Le texte sur la végétalisation des bâtiments publics a été débattu en commission Développement territorial. Des amendements notamment concernant les meilleures techniques à utiliser pour limiter les besoins d’entretien (consommation d’énergie liée à l’arrosage, etc.) en vue du développement des murs végétaux ou encore en élargissant les fonctions des toitures à la production d’énergie, à l’agriculture urbaine ou à une combinaison de ces différents éléments ont été apportés.

"Des mesures doivent être prises. L’une d’entre elles vise à réintroduire la biodiversité, est la végétalisation des murs et des toits. Dans ma résolution, je demande au gouvernement bruxellois de réaliser un cadastre de l’ensemble des bâtiments dont la Région est propriétaire afin de connaître les possibilités en matière de végétalisation des toits et des façades", explique Aurélie Czekalski.

"Pour tous les bâtiments existants, je souhaite que des études soient menées pour évaluer l’opportunité de les végétaliser et le coût. Pour les nouvelles constructions, il s’agira de prendre en compte les contraintes techniques en vue de mettre en place, autant que possible, des toitures et des murs végétaux mais aussi d’utiliser des biomatériaux", précise la députée libérale.

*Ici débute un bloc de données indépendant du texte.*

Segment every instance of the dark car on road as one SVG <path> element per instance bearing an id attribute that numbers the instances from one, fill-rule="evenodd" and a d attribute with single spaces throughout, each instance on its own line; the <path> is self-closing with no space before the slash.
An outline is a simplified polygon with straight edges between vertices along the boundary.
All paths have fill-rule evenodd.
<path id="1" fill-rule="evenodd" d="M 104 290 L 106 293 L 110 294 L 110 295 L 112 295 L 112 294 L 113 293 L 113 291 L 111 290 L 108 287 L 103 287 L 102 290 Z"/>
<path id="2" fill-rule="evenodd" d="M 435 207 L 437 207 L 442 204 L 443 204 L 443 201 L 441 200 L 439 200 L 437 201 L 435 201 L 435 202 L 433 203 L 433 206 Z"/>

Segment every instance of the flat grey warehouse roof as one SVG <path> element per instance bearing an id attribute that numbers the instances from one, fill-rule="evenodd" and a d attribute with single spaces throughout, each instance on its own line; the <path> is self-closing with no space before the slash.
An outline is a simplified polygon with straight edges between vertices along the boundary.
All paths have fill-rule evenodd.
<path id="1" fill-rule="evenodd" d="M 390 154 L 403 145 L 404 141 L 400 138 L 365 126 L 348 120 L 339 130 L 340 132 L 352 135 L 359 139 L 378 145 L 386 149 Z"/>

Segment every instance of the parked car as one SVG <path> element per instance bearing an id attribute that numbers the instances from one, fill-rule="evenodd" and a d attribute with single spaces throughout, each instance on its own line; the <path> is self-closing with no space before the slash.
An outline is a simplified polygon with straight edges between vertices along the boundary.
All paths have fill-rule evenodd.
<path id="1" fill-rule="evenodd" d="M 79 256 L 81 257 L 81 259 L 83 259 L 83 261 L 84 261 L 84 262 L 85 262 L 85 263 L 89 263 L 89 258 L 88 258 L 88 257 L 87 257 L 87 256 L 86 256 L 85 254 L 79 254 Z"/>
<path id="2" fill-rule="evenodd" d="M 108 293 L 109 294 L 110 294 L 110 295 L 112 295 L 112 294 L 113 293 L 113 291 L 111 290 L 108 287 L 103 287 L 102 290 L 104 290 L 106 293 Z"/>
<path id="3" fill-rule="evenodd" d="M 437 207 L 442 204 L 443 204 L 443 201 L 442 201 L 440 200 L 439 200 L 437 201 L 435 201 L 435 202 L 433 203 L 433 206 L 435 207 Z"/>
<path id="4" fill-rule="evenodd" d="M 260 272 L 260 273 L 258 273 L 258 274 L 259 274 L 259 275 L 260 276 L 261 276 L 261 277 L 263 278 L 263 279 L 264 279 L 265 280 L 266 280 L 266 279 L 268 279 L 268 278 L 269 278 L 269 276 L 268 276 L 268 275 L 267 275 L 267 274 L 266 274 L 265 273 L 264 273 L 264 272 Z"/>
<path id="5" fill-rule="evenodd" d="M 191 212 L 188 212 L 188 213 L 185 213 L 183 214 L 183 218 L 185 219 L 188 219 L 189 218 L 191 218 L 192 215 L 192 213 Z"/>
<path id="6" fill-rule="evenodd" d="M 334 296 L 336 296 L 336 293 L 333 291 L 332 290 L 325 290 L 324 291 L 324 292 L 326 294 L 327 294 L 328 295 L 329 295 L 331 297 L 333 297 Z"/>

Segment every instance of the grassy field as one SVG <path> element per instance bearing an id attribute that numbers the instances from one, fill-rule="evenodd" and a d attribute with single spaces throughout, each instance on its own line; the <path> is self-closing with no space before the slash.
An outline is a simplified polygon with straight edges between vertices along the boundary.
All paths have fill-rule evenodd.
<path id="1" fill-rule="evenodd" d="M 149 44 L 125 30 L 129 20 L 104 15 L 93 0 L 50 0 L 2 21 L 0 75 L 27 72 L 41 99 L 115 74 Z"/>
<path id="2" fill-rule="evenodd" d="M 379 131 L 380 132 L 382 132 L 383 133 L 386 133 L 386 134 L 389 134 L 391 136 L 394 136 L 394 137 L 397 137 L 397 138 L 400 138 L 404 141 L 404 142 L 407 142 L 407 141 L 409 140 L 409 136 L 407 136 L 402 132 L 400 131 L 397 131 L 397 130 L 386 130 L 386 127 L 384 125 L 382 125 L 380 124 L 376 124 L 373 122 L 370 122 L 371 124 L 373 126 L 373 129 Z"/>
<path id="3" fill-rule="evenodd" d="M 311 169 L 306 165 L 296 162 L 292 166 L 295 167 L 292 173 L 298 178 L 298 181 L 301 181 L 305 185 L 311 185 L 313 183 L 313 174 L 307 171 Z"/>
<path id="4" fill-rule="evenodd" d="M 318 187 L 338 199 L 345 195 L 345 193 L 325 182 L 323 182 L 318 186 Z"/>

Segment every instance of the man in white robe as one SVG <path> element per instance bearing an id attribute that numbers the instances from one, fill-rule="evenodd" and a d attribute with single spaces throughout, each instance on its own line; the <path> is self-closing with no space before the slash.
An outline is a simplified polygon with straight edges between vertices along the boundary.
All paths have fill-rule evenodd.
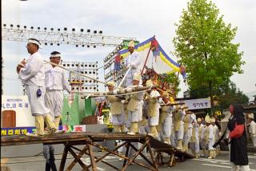
<path id="1" fill-rule="evenodd" d="M 133 86 L 142 86 L 140 85 L 142 76 L 140 74 L 135 74 L 133 80 Z M 127 105 L 128 122 L 130 125 L 127 134 L 135 135 L 138 132 L 138 122 L 142 120 L 144 92 L 138 92 L 130 95 L 130 100 Z"/>
<path id="2" fill-rule="evenodd" d="M 61 62 L 61 54 L 54 51 L 50 54 L 50 59 L 52 63 L 58 65 Z M 46 106 L 51 110 L 55 126 L 58 128 L 63 109 L 63 89 L 69 93 L 71 90 L 62 68 L 48 63 L 44 66 L 46 89 L 45 103 Z"/>
<path id="3" fill-rule="evenodd" d="M 174 106 L 169 105 L 170 104 L 169 93 L 167 91 L 162 93 L 162 105 L 161 106 L 161 113 L 159 115 L 158 129 L 162 130 L 164 137 L 164 142 L 170 145 L 170 135 L 173 127 L 173 112 Z"/>
<path id="4" fill-rule="evenodd" d="M 128 50 L 130 52 L 130 54 L 125 58 L 125 66 L 126 69 L 128 70 L 130 67 L 126 78 L 126 87 L 133 86 L 134 74 L 136 73 L 141 73 L 139 66 L 141 64 L 142 59 L 139 54 L 134 50 L 134 42 L 130 41 L 128 44 Z"/>
<path id="5" fill-rule="evenodd" d="M 27 136 L 30 137 L 52 134 L 57 130 L 50 117 L 50 110 L 45 105 L 45 71 L 43 58 L 38 53 L 40 46 L 39 41 L 30 38 L 26 49 L 31 56 L 26 61 L 22 61 L 17 66 L 18 78 L 25 85 L 31 113 L 35 118 L 36 132 L 26 133 Z M 47 132 L 44 132 L 44 121 L 48 128 Z"/>
<path id="6" fill-rule="evenodd" d="M 146 86 L 153 86 L 151 80 L 146 81 Z M 149 126 L 150 128 L 149 135 L 157 137 L 158 133 L 156 126 L 159 122 L 159 109 L 160 102 L 159 97 L 161 97 L 159 92 L 156 89 L 152 89 L 147 91 L 146 100 L 147 101 L 147 116 Z"/>

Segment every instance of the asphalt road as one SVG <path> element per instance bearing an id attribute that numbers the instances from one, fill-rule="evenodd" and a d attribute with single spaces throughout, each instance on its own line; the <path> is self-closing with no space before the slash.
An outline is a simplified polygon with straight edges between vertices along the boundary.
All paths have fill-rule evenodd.
<path id="1" fill-rule="evenodd" d="M 96 156 L 101 156 L 102 153 L 96 153 Z M 256 171 L 256 156 L 253 153 L 249 153 L 250 167 L 252 171 Z M 58 168 L 62 155 L 55 155 L 56 165 Z M 70 154 L 67 156 L 68 160 L 66 161 L 66 166 L 67 166 L 74 158 Z M 190 159 L 183 162 L 178 163 L 175 166 L 170 168 L 167 165 L 159 166 L 159 170 L 206 170 L 206 171 L 224 171 L 230 170 L 230 164 L 229 161 L 229 153 L 227 152 L 222 152 L 216 159 L 207 159 L 201 157 L 199 159 Z M 139 161 L 144 162 L 144 159 L 139 157 Z M 86 164 L 90 164 L 89 157 L 82 157 L 82 161 Z M 118 168 L 122 168 L 122 162 L 118 160 L 118 157 L 109 156 L 105 159 L 106 161 L 115 165 Z M 146 162 L 145 162 L 146 163 Z M 43 156 L 39 155 L 37 157 L 11 157 L 11 158 L 2 158 L 1 164 L 7 165 L 12 171 L 28 170 L 28 171 L 39 171 L 44 170 L 45 169 L 45 159 Z M 98 170 L 99 171 L 110 171 L 114 170 L 110 166 L 106 165 L 103 163 L 98 163 L 97 165 Z M 72 170 L 82 170 L 82 167 L 77 164 Z M 130 165 L 127 170 L 147 170 L 146 169 L 142 168 L 139 165 Z"/>

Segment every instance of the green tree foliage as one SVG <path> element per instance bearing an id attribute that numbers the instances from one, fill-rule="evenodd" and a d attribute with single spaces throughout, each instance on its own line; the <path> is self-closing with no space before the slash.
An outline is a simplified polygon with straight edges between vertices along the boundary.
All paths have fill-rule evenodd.
<path id="1" fill-rule="evenodd" d="M 232 42 L 237 27 L 226 25 L 218 9 L 207 0 L 191 0 L 176 26 L 175 54 L 186 67 L 188 85 L 193 89 L 208 87 L 212 100 L 213 88 L 234 73 L 243 72 L 242 52 L 238 43 Z"/>

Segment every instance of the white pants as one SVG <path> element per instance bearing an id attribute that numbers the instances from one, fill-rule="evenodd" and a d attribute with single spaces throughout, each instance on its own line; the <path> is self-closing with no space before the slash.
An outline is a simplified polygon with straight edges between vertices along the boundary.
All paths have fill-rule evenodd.
<path id="1" fill-rule="evenodd" d="M 63 99 L 63 90 L 46 89 L 45 103 L 46 106 L 50 109 L 52 113 L 54 113 L 54 116 L 52 116 L 53 118 L 62 115 Z"/>
<path id="2" fill-rule="evenodd" d="M 37 96 L 37 91 L 40 89 L 42 94 Z M 46 88 L 34 86 L 26 85 L 26 91 L 30 101 L 31 113 L 33 116 L 46 115 L 50 113 L 50 109 L 45 105 Z"/>
<path id="3" fill-rule="evenodd" d="M 256 137 L 252 137 L 251 139 L 253 140 L 254 146 L 256 147 Z"/>
<path id="4" fill-rule="evenodd" d="M 128 111 L 128 122 L 139 122 L 142 120 L 142 108 L 134 112 Z"/>
<path id="5" fill-rule="evenodd" d="M 156 114 L 154 117 L 149 117 L 148 121 L 149 125 L 150 126 L 158 125 L 159 122 L 159 113 Z"/>
<path id="6" fill-rule="evenodd" d="M 172 118 L 171 116 L 166 116 L 162 124 L 162 134 L 165 137 L 170 137 L 171 134 Z"/>
<path id="7" fill-rule="evenodd" d="M 250 167 L 248 165 L 236 165 L 233 162 L 230 162 L 231 171 L 250 171 Z"/>

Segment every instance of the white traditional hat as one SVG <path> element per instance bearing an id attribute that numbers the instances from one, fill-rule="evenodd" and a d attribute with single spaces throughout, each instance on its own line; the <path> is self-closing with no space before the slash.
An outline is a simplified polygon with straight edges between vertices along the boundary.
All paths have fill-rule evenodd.
<path id="1" fill-rule="evenodd" d="M 210 118 L 206 118 L 205 119 L 205 121 L 206 121 L 206 122 L 207 123 L 207 124 L 210 124 Z"/>
<path id="2" fill-rule="evenodd" d="M 248 114 L 248 118 L 254 119 L 254 113 L 249 113 L 249 114 Z"/>
<path id="3" fill-rule="evenodd" d="M 36 44 L 36 45 L 38 46 L 39 48 L 42 48 L 42 46 L 41 46 L 40 42 L 39 42 L 38 39 L 35 39 L 35 38 L 29 38 L 28 41 L 27 41 L 27 44 L 29 44 L 29 43 Z"/>
<path id="4" fill-rule="evenodd" d="M 109 86 L 115 86 L 115 83 L 114 83 L 114 82 L 108 82 L 107 83 L 106 83 L 106 85 Z"/>
<path id="5" fill-rule="evenodd" d="M 153 86 L 152 80 L 147 80 L 146 82 L 146 86 Z"/>
<path id="6" fill-rule="evenodd" d="M 162 97 L 169 97 L 169 93 L 168 93 L 168 92 L 167 92 L 167 91 L 164 91 L 164 92 L 162 93 Z"/>
<path id="7" fill-rule="evenodd" d="M 139 73 L 135 73 L 134 74 L 134 80 L 137 80 L 137 81 L 142 81 L 142 76 Z"/>
<path id="8" fill-rule="evenodd" d="M 128 47 L 134 47 L 135 45 L 134 45 L 134 41 L 130 41 L 129 43 L 128 43 Z"/>

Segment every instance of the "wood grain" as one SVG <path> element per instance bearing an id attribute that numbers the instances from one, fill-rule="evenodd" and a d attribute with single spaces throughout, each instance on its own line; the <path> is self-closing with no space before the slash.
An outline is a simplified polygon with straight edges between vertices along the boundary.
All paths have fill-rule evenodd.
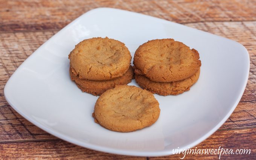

Actuellement, un Bruxellois sur cinq n’a pas accès à un espace vert à proximité de son domicile. En chiffres absolus, cela représente 264.000 habitants. "Les autorités bruxelloises ont donc encore beaucoup de progrès à faire. Le territoire n’est pas extensible et il est difficile de créer de nouveaux espaces. Différentes études ont également prouvé l’effet positif de la végétalisation des bâtiments sur l’état d’esprit et la santé mentale des personnes", conclut Aurélie Czekalski.